Home Other Sports

A Total Ban on Russia would set a Bad Example

Russia faces the prospect of missing this year’s Olympics, however the final call is left for the Lausanne based International Olympic Committee (IOC). For some time, Russia has found itself with various doping allegations leading to many of the leading international federations to open inquiries, starting with International Association of Athletics Federation (IAAF), who decided to ban all the Russian track and field athletes for the Rio Olympics.

That particular case went to Court of Arbitration of Sport (CAS), who upheld the IAAF’s earlier decision. The World Anti-Doping Agency (WADA), guided by the independent enquiry in the form of McLaren report published a report recently, which revealed a lot of information previously unknown to public on the doping issues involving Russia.

Professor Richard H. McLaren’s most anticipated report have made the headlines, and Olympics is due to start in a matter of days. The doping scandals had to be investigated, and the Professor was roped in as an independent person on May 18 earlier this year by the WADA.

Was two months sufficient to recommend a total ban of Russian athletes for the upcoming Olympics?

Growing up, I was taught a simple moral, which holds good to this day. Don’t misjudge a family because of one wrong person.

In sporting terms, why don’t we segregate athletes into clean and dirty, instead of focussing on countries. Why should a clean athlete be punished just because he was found accidentally in the company of wrong? Will an athlete who has nothing to do with doping suffer because of the nationality, in this case if he/she is a Russian?

“The rights of every individual athlete must be respected. Participation at the Olympic Games is the highest goal of athletes who often sacrifice their entire youth to this aim. The right to participate at the Games cannot be stolen from an athlete, who has duly qualified and has not be found guilty of doping. Blanket bans have never been and will never be just,” said Bruno Grandi, President of the International Gymnastics Federation (FIG).

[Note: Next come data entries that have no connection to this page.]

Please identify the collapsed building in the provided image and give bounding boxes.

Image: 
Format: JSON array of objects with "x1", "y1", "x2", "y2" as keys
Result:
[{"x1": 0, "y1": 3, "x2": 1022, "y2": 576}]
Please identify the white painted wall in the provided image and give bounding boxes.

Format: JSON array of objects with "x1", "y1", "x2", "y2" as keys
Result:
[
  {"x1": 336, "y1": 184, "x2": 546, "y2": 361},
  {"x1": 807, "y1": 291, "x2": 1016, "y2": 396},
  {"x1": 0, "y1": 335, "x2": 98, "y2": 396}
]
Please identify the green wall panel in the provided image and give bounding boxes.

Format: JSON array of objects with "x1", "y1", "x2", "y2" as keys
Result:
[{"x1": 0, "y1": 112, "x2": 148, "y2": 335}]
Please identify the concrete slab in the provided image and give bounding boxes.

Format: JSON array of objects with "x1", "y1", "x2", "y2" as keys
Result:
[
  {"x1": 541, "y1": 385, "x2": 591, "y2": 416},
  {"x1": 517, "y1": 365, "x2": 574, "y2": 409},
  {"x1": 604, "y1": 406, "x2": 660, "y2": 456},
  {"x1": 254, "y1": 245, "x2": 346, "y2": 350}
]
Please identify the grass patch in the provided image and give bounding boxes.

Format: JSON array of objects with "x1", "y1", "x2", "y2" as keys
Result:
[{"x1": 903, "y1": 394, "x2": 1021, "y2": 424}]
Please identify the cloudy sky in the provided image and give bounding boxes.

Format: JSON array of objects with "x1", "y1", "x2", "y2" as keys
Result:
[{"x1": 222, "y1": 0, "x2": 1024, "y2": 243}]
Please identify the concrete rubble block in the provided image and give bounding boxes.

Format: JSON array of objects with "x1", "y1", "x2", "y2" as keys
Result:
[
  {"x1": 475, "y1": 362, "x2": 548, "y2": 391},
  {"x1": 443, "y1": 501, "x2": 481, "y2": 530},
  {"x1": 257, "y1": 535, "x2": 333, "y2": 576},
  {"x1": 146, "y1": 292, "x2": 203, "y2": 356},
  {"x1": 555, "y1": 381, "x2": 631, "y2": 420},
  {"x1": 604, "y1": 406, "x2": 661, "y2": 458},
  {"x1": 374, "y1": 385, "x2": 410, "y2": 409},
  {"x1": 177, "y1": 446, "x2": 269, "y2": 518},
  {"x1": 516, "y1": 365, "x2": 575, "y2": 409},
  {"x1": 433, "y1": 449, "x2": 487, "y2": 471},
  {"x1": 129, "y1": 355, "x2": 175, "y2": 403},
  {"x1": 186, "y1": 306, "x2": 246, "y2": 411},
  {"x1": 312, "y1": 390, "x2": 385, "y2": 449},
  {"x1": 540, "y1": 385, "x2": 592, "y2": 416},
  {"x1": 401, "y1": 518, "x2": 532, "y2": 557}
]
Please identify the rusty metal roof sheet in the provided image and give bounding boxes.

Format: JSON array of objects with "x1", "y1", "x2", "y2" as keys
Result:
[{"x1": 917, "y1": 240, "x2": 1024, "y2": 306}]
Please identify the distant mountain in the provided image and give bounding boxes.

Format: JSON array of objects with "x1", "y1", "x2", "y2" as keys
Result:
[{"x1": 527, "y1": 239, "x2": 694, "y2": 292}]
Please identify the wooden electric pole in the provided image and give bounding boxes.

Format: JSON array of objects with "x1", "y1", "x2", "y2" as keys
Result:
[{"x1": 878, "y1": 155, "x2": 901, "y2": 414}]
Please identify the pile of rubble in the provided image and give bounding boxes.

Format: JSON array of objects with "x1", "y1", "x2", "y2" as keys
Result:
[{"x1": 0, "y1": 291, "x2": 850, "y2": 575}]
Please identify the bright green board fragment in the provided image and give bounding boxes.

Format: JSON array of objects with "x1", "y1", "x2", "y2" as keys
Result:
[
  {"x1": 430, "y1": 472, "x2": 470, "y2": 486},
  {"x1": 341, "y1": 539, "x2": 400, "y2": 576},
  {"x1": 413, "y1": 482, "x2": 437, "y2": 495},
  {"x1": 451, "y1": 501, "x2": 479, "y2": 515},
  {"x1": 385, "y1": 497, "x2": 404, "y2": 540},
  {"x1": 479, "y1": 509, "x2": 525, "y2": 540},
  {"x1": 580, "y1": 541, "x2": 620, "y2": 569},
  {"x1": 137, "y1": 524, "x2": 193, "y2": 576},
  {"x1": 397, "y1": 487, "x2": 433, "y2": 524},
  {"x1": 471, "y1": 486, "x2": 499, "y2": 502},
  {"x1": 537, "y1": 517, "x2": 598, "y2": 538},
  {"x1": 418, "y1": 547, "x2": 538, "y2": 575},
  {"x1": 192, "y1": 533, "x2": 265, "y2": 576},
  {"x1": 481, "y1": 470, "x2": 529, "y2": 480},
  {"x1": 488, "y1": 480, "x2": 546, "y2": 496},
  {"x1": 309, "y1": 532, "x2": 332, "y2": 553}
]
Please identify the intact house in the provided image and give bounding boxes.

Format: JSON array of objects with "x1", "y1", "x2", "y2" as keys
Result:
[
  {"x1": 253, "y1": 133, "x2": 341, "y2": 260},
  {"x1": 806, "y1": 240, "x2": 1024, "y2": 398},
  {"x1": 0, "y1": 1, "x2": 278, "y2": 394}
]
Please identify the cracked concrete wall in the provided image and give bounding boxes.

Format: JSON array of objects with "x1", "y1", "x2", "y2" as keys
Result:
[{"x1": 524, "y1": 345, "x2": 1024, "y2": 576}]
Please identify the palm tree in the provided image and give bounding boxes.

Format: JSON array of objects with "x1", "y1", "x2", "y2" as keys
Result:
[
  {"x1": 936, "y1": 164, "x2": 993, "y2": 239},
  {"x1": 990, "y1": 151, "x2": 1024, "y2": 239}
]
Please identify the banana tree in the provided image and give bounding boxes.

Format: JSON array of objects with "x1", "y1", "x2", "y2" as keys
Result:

Importantly, while these governmental, private and sporting organisations in Russia come under scanner, we must not miss the point here that – not all Russian athletes have taken part in the doping process. The ‘blanket ban’, which is being talked about would set a wrong example if IOC were to take that road in the coming days. If McLaren report’ recommendations are implemented, it would do a lot of damage to sports than clean it up.

If one doesn’t like what happened in Sochi, deal with it case by case. Does IOC have time to overturn IAAF’s earlier decision? No.

At the moment, IOC seems to be in a state of shock ever since the McLaren report has come to light – “The findings of the report show a shocking and unprecedented attack on the integrity of sports and on the Olympic Games. Therefore, the IOC will not hesitate to take the toughest sanctions available against any individual or organisation implicated,” IOC President Thomas Bach said.

Since its inception in 1896, the Olympic movement have faced challenges constantly in some form or the other. As human lives evolved, so too have the problems, and sports is another medium where these ailments tend to get exposed.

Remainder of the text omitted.